Another survey conducted by Susenas in 2008 found that in large cities across the country, poor families spent 22 percent of their income on cigarettes while 19 percent was allocated for food.

Tulus said the BLT program would not ease poverty because the money was being spent on the wrong things. “Instead of spending the aid on education and food, they [poor families] spend it on cigarettes and it does not help them at all,” he said.

Last month, Farid Anfasa Moeloek, former head of the Indonesian Doctors Association and a former health minister, said Indonesia was facing a potential “lost generation” because money was being allocated to cigarettes instead of food in households where the father was a smoker.

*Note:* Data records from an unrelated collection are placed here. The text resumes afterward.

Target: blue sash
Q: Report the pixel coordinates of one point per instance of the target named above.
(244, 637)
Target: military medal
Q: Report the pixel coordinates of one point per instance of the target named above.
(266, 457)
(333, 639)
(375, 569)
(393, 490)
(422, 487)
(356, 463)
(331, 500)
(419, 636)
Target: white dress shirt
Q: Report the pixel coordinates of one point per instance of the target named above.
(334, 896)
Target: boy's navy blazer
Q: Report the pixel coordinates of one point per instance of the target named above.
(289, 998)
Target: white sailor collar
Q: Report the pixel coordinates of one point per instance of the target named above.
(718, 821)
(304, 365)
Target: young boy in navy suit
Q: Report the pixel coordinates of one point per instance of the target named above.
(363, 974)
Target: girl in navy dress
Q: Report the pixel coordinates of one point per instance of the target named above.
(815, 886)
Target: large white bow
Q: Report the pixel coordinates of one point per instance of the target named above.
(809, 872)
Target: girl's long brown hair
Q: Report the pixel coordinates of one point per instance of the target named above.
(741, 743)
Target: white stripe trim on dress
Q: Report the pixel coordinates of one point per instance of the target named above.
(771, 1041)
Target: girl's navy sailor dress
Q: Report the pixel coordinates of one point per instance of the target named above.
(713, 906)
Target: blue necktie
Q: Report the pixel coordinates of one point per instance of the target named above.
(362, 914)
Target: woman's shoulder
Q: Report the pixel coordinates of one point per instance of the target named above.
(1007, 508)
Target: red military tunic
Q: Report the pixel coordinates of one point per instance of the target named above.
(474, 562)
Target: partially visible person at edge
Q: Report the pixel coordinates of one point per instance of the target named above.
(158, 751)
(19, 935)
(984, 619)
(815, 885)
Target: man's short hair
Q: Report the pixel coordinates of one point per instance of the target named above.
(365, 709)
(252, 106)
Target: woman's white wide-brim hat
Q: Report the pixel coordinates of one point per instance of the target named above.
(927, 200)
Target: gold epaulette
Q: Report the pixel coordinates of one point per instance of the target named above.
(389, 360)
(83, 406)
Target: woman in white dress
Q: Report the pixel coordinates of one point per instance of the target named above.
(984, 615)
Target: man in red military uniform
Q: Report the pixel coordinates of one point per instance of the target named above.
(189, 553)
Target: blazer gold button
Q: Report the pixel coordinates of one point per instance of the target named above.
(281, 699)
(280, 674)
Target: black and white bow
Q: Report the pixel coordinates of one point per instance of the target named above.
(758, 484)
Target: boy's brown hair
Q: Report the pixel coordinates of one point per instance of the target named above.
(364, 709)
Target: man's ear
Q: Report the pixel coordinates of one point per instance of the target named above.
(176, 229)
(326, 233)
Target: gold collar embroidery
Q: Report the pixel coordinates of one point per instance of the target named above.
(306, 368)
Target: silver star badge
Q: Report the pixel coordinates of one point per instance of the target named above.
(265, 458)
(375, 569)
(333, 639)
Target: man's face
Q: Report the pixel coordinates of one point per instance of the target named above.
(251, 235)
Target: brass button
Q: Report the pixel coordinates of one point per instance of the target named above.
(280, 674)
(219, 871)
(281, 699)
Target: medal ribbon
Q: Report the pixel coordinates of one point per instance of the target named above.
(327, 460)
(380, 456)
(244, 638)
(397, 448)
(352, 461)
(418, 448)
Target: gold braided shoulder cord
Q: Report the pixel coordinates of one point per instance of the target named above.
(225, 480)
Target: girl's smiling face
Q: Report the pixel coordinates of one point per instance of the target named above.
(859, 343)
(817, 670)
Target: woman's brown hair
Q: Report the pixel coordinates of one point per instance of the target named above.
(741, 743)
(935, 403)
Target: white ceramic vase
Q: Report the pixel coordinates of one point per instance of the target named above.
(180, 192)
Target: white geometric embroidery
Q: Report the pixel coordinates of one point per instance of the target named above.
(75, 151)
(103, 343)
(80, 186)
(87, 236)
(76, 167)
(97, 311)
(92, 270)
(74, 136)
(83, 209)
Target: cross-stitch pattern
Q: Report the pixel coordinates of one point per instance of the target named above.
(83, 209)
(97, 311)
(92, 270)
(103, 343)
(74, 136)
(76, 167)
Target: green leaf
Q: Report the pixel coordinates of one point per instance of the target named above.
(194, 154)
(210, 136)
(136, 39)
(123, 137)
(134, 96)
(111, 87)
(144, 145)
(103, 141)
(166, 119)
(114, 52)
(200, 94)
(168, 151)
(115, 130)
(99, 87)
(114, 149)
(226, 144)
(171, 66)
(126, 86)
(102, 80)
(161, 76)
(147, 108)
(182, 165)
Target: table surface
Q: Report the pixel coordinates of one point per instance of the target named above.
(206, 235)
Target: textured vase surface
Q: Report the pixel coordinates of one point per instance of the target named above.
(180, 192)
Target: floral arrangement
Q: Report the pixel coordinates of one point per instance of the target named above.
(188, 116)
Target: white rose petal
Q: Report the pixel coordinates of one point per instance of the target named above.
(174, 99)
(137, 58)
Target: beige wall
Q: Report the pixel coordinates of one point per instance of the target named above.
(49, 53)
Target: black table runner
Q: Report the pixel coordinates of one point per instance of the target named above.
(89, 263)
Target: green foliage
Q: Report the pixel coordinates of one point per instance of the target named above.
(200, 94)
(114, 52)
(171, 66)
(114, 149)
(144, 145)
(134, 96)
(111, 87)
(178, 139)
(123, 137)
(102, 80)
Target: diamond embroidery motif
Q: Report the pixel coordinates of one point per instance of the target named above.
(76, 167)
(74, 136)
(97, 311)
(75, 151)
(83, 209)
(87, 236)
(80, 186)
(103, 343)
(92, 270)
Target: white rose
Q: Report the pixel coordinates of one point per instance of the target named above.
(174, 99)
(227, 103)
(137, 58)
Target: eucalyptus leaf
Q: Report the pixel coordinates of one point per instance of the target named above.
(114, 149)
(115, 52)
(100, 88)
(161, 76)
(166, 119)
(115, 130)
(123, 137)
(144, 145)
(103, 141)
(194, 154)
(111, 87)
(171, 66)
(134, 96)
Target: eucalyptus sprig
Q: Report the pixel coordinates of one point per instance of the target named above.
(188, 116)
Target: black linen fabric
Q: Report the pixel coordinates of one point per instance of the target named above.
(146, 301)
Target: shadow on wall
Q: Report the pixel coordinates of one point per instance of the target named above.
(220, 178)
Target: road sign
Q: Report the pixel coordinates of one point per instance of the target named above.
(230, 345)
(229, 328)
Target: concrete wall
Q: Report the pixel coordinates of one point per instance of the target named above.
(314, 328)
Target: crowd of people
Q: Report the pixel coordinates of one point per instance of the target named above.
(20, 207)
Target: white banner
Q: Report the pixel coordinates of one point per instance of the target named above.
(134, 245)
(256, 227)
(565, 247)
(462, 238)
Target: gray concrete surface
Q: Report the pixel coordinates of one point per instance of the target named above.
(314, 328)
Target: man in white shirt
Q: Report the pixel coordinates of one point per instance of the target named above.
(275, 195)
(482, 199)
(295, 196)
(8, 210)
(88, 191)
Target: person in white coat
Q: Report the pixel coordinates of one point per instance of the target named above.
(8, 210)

Research conducted by the School of Public Health at the University of Indonesia in 2007 showed that 44 percent of babies in West Nusa Tenggara and 41 percent in East Nusa Tenggara suffered from malnutrition.

The study found that many of the infants suffered from malnutrition because 71.4 percent of fathers in West Nusa Tenggara and 61.9 percent in East Nusa Tenggara were active smokers.

Tulus said Unicef data showed that of the 162,000 infants in the country who died in 2006, 32,400 deaths were due to malnutrition and were linked to having a smoker in the family.
In 2004, Indonesia joined 167 countries in signing the World Health Organization’s Framework Convention on Tobacco Control, but is one of only four nations yet to ratify the treaty.